The role of mitochondrial dysfunction and oxidative stress in age-dependent neurodegeneration
McManus, Meagan Joy
MetadataShow full item record
The work presented herein illustrates the multifaceted role of mitochondria in neurodegeneration and provides evidence supporting the use of mitochondria-targeted therapeutics in diseases involving oxidative stress and metabolic failure, namely Alzheimer’s disease (AD). The results implicate mitochondria-derived reactive species (RS) as a central mediator of neuronal apoptosis. The data suggest that while JNK activation is involved in many forms of apoptosis, it is not necessary for mitochondrial RS generation, which may explain its limited role in dictating apoptogenic cytochrome c redistrubution in trophic factor-deprived, sympathetic neurons isolated from mice. In order to provide a greater understanding of the relationship between mitochondrial oxidative stress and neuronal demise, mitochondria-targeted antioxidants were tested on in vitro models of neurodegeneration. MitoQ effectively attenuated all critical, mitochondria-dependent events associated with neuronal apoptosis, including superoxide production from the mitochondrial electron transport chain, cytochrome c redistribution, caspase activation, loss of mitochondrial membrane potential, and the ultimate death of the cell. MitoQ also prolonged the commitment to caspase-independent death by protecting the inner mitochondrial membrane (IMM).

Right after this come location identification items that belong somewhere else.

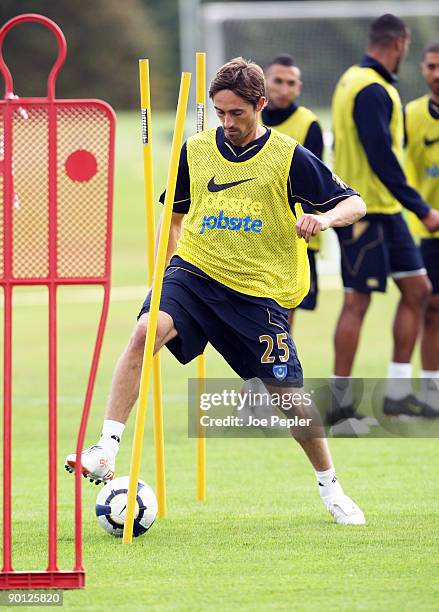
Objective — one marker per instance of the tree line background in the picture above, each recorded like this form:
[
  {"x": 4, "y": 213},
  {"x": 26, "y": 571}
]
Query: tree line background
[{"x": 105, "y": 39}]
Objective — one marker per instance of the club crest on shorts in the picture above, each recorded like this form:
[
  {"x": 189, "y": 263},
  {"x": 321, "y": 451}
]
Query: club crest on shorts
[{"x": 280, "y": 371}]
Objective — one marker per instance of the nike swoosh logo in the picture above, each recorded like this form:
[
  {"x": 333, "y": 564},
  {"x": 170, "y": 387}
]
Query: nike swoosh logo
[
  {"x": 212, "y": 186},
  {"x": 429, "y": 142}
]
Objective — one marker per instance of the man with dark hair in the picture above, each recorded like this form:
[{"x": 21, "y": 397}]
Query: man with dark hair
[
  {"x": 238, "y": 265},
  {"x": 283, "y": 86},
  {"x": 368, "y": 132},
  {"x": 422, "y": 164}
]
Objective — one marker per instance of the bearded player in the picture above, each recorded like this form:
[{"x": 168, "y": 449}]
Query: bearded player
[
  {"x": 237, "y": 265},
  {"x": 422, "y": 164}
]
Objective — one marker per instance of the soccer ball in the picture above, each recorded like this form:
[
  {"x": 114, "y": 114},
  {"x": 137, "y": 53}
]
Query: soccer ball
[{"x": 111, "y": 506}]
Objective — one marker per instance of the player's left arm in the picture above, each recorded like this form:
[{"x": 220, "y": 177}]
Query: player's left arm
[
  {"x": 344, "y": 213},
  {"x": 313, "y": 185},
  {"x": 314, "y": 140}
]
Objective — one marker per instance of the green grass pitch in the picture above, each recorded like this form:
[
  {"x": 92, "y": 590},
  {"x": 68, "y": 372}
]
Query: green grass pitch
[{"x": 263, "y": 539}]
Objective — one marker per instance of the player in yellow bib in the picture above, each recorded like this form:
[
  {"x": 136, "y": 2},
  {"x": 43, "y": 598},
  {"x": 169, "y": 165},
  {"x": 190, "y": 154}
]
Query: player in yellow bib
[
  {"x": 368, "y": 139},
  {"x": 282, "y": 113},
  {"x": 237, "y": 265},
  {"x": 422, "y": 165}
]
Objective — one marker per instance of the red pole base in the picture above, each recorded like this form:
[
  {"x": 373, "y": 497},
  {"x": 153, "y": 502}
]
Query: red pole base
[{"x": 60, "y": 579}]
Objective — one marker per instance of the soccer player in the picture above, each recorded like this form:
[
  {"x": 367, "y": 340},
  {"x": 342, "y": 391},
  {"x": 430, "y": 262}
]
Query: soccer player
[
  {"x": 238, "y": 264},
  {"x": 422, "y": 162},
  {"x": 284, "y": 85},
  {"x": 368, "y": 132}
]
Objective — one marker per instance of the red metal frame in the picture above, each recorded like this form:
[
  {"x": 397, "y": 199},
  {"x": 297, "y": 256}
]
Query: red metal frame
[{"x": 52, "y": 577}]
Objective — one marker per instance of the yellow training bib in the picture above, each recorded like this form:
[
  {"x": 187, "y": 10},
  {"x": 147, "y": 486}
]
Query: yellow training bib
[
  {"x": 350, "y": 160},
  {"x": 240, "y": 228},
  {"x": 422, "y": 161}
]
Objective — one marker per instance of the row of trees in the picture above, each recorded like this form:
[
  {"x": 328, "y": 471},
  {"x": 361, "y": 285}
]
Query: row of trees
[{"x": 105, "y": 38}]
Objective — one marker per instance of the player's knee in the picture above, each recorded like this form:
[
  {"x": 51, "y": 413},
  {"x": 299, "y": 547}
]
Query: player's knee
[
  {"x": 417, "y": 295},
  {"x": 137, "y": 341},
  {"x": 356, "y": 303},
  {"x": 432, "y": 311}
]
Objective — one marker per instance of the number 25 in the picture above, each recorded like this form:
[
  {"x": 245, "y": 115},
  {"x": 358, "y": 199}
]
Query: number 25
[{"x": 267, "y": 357}]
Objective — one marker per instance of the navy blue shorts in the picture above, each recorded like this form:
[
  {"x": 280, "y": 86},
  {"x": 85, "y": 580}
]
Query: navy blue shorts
[
  {"x": 309, "y": 302},
  {"x": 252, "y": 334},
  {"x": 374, "y": 248},
  {"x": 430, "y": 255}
]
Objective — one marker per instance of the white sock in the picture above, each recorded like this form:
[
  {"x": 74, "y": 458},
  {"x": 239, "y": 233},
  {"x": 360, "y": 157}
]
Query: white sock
[
  {"x": 111, "y": 435},
  {"x": 329, "y": 486},
  {"x": 341, "y": 389},
  {"x": 399, "y": 380},
  {"x": 430, "y": 386}
]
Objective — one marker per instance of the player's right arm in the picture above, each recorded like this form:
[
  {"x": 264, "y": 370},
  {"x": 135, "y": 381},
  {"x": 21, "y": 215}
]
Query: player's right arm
[
  {"x": 182, "y": 200},
  {"x": 372, "y": 113},
  {"x": 174, "y": 235}
]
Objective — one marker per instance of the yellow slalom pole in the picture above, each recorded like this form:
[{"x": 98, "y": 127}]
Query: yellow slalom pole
[
  {"x": 145, "y": 378},
  {"x": 148, "y": 176},
  {"x": 201, "y": 361}
]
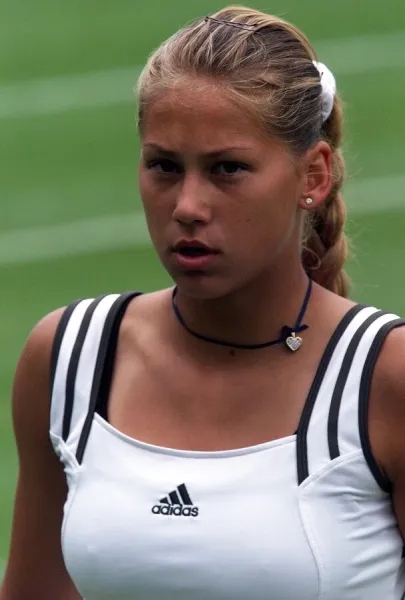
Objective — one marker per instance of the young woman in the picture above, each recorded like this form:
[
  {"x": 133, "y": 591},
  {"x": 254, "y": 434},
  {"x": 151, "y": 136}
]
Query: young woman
[{"x": 240, "y": 435}]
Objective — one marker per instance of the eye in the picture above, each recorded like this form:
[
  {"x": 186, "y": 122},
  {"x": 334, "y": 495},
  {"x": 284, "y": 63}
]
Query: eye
[
  {"x": 163, "y": 165},
  {"x": 229, "y": 167}
]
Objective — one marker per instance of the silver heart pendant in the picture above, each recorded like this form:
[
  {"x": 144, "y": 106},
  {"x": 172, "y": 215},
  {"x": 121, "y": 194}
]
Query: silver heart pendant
[{"x": 294, "y": 343}]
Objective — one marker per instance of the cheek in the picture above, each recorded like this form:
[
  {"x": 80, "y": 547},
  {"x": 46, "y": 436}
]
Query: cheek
[
  {"x": 155, "y": 202},
  {"x": 267, "y": 216}
]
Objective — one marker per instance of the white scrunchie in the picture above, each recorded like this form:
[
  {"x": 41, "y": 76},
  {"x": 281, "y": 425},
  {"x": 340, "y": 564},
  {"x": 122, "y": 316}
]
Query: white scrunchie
[{"x": 328, "y": 83}]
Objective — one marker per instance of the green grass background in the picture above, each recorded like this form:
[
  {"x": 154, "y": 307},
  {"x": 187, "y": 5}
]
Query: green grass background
[{"x": 60, "y": 167}]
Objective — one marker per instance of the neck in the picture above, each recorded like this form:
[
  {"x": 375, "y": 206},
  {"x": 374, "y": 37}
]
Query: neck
[{"x": 250, "y": 315}]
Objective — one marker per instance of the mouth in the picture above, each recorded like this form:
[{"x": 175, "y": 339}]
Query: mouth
[
  {"x": 193, "y": 248},
  {"x": 193, "y": 254}
]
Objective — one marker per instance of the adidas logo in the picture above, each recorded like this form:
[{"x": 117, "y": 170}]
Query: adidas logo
[{"x": 178, "y": 504}]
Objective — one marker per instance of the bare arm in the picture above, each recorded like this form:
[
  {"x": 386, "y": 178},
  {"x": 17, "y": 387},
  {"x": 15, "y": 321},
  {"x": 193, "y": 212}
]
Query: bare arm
[
  {"x": 387, "y": 418},
  {"x": 36, "y": 570}
]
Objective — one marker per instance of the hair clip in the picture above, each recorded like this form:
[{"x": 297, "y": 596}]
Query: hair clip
[{"x": 232, "y": 23}]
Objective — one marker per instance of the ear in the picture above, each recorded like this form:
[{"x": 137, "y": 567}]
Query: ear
[{"x": 317, "y": 175}]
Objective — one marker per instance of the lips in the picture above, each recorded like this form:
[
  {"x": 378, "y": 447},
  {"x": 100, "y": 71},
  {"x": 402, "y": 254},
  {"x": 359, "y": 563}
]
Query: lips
[
  {"x": 193, "y": 248},
  {"x": 194, "y": 254}
]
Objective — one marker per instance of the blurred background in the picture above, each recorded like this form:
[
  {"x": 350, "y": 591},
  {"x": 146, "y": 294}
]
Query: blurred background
[{"x": 70, "y": 221}]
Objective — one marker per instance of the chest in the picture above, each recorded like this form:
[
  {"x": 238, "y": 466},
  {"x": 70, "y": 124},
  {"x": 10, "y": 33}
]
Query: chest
[
  {"x": 177, "y": 404},
  {"x": 219, "y": 527}
]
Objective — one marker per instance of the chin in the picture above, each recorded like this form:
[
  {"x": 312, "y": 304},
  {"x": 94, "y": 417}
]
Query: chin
[{"x": 202, "y": 286}]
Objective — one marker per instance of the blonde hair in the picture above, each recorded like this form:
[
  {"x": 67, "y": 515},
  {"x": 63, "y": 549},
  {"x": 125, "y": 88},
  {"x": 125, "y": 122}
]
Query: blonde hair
[{"x": 265, "y": 63}]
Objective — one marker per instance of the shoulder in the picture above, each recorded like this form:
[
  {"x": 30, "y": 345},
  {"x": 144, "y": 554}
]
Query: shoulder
[{"x": 387, "y": 404}]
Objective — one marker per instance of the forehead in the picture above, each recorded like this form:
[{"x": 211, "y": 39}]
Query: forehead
[{"x": 199, "y": 113}]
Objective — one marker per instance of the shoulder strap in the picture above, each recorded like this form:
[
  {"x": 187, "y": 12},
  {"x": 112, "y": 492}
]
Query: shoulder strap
[
  {"x": 364, "y": 394},
  {"x": 338, "y": 424},
  {"x": 312, "y": 441},
  {"x": 78, "y": 356}
]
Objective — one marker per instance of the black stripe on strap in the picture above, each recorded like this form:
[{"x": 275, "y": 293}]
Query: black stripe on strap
[
  {"x": 117, "y": 311},
  {"x": 73, "y": 366},
  {"x": 365, "y": 386},
  {"x": 336, "y": 401},
  {"x": 57, "y": 340},
  {"x": 302, "y": 431}
]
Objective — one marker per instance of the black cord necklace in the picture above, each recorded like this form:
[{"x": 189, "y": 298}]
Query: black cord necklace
[{"x": 288, "y": 335}]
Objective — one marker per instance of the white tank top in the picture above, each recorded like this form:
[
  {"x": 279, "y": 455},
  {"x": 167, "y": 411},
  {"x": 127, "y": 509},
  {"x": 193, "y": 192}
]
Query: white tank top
[{"x": 304, "y": 517}]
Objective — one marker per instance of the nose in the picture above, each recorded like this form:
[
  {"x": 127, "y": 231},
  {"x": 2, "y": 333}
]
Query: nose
[{"x": 192, "y": 204}]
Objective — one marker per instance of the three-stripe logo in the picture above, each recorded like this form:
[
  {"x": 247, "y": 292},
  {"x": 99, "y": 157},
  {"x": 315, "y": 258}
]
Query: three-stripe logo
[{"x": 178, "y": 504}]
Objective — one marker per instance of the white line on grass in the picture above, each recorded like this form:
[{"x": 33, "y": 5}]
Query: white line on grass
[
  {"x": 346, "y": 56},
  {"x": 129, "y": 230},
  {"x": 2, "y": 568}
]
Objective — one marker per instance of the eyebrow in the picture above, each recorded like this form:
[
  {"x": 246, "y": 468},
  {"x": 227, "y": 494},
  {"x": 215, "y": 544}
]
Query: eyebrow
[{"x": 212, "y": 154}]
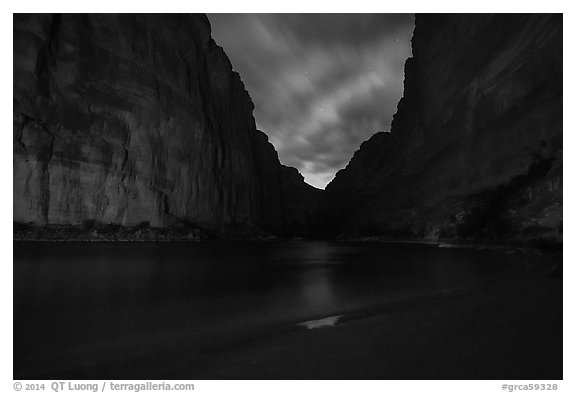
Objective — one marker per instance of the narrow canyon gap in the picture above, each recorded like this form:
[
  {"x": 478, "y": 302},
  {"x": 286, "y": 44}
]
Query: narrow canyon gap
[{"x": 132, "y": 119}]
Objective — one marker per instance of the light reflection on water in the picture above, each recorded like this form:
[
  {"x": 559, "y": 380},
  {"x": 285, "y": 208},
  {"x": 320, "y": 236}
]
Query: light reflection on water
[{"x": 91, "y": 302}]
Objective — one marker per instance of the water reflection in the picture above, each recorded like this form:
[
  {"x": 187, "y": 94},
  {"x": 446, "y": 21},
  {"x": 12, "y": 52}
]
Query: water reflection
[{"x": 88, "y": 303}]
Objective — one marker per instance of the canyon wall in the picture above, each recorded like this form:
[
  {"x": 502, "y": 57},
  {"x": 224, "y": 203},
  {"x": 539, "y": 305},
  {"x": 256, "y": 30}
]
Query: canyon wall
[
  {"x": 475, "y": 148},
  {"x": 131, "y": 119}
]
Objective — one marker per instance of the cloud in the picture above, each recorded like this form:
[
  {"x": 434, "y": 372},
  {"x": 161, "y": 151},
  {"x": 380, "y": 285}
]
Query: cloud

Conversely, MitoE2 had no effect on caspase-dependent and caspase-independent events leading to neuronal death, which may be due to inadequate accumulation within the IMM and the inability to sufficiently suppress mitochondrial RS. To determine whether the apparent mitochondrial protection conferred by MitoQ was sufficient to prevent the emergence of AD-associated neuropathology in vivo, young, triple-transgenic AD mice were treated with MitoQ for 5 months and the effect on AD progression was analyzed. The results indicate that MitoQ prevented the onset of cognitive decline, oxidative stress, Aβ-accumulation, and activation of apoptotic machinery in female 3xTg-AD mice. These findings provide solid evidence of a role for mitochondrial RS in age dependent neurodegeneration and suggest mitochondria-targeted therapies hold great promise for the treatment of Alzheimer’s disease.